En esta ocasión para El Cuentacuentos uso tanto la frase de Ninive al iniciar el texto como una frase que propuso Roc hace unas semanas y que yo he adaptado un poco. Ambas figuran en negrita. Con una comienzo el relato y con la otra lo cierro, tal y como proponía Roc.



(Dedicado al niño que todos llevamos dentro).

“El globo rojo trataba de esquivar aquella multitud sobre la acera, lo cual no resultaba fácil en absoluto; dado lo concurrido de todas las calles de la ciudad en aquellas fechas y las dimensiones del descomunal globo. A menudo rozaba con balcones o adornos de fachadas peligrando, pero no se detenía más que unos segundos y proseguía su camino.

“A su paso una mezcla de serpentinas y confeti se iban posando en papeleras, bancos, baldosines y hasta en los hombros, zapatos y cabezas de los transeúntes, arrastradas por el viento invernal. Los niños se arremolinaban a su alrededor, alzando la cabeza para contemplarlo mejor, gritando jocosos y tironeando con fuerza de la mano de sus cansadas madres, con peligro de descoyuntarlas, sin dejar de perseguir al rojo globo. Por su parte, la gigante bola proseguía impertérrita su viaje, rodando y rodando allá en lo alto, desplazándose a decenas de metros por encima del suelo. No tenía cestilla visible y su apariencia era la de un zepellin algo más moderno y quizá un poco más pequeño de lo habitual en ese tipo de artilugios.

“Al cabo de media hora, tras torcer la esquina de un pequeño callejón, llegó a una plaza espaciosa y decorada con grandes columnas de estilo modernista. La plazuela, ubicada en la parte antigua de la ciudad, se encontraba repleta de sillas y mesas y estaba aún más atestada de gente que el resto de callejones que conducían hacia ella. Era domingo. Entre empujones y miradas de asombro el globo continuó avanzando por el cielo a cierta altura hasta detenerse exactamente en medio de aquel lugar, para ir descendiendo. Un silbido agudo anunciaba su descenso.

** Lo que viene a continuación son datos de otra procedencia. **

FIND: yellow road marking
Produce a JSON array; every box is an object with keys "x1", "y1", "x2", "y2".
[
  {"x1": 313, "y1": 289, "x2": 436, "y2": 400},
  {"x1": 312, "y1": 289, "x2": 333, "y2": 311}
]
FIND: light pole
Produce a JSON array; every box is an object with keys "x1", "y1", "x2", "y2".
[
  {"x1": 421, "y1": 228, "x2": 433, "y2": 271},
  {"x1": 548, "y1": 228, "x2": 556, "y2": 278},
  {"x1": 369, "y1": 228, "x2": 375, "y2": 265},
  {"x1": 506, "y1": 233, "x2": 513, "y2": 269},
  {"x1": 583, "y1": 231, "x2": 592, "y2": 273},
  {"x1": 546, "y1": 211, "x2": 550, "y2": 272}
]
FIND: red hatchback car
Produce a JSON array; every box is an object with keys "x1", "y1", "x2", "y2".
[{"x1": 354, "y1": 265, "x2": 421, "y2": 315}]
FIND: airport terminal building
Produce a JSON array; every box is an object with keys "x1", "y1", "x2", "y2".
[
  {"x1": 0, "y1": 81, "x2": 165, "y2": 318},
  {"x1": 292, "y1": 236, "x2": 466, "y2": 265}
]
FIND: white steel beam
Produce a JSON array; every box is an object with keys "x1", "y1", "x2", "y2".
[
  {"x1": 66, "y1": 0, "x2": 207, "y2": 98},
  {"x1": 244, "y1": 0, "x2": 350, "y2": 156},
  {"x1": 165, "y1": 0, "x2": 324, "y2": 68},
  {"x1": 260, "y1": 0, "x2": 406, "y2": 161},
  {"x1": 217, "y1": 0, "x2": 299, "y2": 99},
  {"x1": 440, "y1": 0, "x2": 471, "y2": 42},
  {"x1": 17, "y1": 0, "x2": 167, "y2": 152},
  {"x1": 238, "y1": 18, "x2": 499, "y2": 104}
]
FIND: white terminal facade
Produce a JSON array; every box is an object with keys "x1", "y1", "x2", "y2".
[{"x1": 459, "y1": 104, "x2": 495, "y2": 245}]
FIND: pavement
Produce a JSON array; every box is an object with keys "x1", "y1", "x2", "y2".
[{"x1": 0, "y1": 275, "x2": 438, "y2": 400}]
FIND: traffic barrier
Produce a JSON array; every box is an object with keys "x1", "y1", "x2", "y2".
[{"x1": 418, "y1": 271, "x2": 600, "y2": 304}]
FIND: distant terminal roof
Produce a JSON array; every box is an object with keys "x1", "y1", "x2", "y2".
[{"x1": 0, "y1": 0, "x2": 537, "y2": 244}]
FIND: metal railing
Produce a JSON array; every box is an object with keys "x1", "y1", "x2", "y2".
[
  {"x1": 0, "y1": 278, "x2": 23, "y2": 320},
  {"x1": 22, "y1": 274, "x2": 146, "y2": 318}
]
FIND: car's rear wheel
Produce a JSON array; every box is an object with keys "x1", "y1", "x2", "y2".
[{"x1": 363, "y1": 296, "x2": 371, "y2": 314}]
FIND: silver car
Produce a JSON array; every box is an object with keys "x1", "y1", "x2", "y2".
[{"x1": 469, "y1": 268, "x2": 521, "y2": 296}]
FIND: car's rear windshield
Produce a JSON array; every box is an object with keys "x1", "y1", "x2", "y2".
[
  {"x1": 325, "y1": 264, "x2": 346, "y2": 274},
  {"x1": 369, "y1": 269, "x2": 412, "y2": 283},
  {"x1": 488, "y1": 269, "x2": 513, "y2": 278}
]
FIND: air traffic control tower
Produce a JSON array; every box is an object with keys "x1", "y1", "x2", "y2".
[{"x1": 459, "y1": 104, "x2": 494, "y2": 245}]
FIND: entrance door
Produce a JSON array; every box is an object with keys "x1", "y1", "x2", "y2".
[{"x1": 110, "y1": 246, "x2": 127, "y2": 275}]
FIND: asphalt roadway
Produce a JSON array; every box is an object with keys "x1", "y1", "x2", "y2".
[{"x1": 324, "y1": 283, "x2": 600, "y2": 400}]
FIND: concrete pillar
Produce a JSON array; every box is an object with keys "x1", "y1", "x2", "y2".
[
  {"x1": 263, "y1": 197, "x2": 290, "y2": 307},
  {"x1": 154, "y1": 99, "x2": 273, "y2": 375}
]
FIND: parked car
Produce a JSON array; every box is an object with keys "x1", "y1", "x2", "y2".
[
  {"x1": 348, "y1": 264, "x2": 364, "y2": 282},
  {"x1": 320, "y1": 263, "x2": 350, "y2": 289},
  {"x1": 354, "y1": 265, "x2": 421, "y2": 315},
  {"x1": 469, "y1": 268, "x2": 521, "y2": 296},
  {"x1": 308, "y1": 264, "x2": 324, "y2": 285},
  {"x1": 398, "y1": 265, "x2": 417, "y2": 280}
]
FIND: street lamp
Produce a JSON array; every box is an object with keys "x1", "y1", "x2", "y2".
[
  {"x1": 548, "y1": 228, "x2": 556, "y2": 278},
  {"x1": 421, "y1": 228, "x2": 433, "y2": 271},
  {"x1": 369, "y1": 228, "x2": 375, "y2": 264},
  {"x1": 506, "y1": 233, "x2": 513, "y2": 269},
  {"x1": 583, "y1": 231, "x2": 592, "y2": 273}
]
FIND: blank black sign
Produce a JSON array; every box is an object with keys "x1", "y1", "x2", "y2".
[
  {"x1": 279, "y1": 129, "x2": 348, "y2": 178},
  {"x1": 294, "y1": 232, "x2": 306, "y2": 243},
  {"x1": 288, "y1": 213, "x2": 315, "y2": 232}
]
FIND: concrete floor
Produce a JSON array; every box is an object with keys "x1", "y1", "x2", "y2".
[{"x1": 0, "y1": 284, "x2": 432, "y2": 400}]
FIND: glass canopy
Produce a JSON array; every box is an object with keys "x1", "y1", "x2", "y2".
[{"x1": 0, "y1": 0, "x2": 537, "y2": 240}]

“Extrañamente, como si de una enorme cebolla se tratase, el globo fue perdiendo volumen despojándose de capas de cuero, plásticos y telas. Hasta que se quedó reducido a la forma de una mujer, custodiada en una cabina transparente en forma de orbe ubicada en la base del globo por la parte interna. Se confirmaba así que no era un globo aerostático, ni un dirigible, sino un híbrido de ambos.

"La frágil y atractiva figura vestía con ropas ligeras y claras, muy sencillas. Por todo adorno llevaba una corona de flores en la cabeza y un medallón de aspecto antiguo. Lo que todos habían confundido hasta entonces con un gigantesco reclamo publicitario era en realidad una hermosa e inofensiva muchacha de negros y largos cabellos. Aún a gran distancia se destacaban en su cara dos enormes ojos de un azul profundo que rivalizaban en belleza con el resto de ella.

“Toda la plaza estaba absorta pendiente de aquella silueta. Aguardando a que alguien más saliera de aquel amasijo de trapos a que había quedado reducido la esfera, o a que la chica pronunciase unas palabras. Pero nadie más la acompañó en aquel improvisado escenario.

"El silencio se apoderó del lugar por unos instantes. Hasta los comerciantes y coleccionistas que acudían allí cada mañana de domingo se callaron. La bella mujer alzó su mano derecha con gesto elegante y acarició el medallón que colgaba alrededor de su cuello con los ojos cerrados, y así permaneció por largos minutos. Sólo el agudo grito que brotó de la boca totalmente cerrada de la esbelta figura sesgó la calma, y provocó algún movimiento entre los ensimismados espectadores. Todos los presentes eran conscientes de lo inusual de aquella voz que no parecía humana, puesto que no se percibía a través del oído sino a través de la mente y el corazón. Por su parte, la diminuta figura era un intenso haz de luz al que no se podía mirar sin deslumbrarse, pero de ella emanaba una intensa sensación de paz que se propaga en todas direcciones.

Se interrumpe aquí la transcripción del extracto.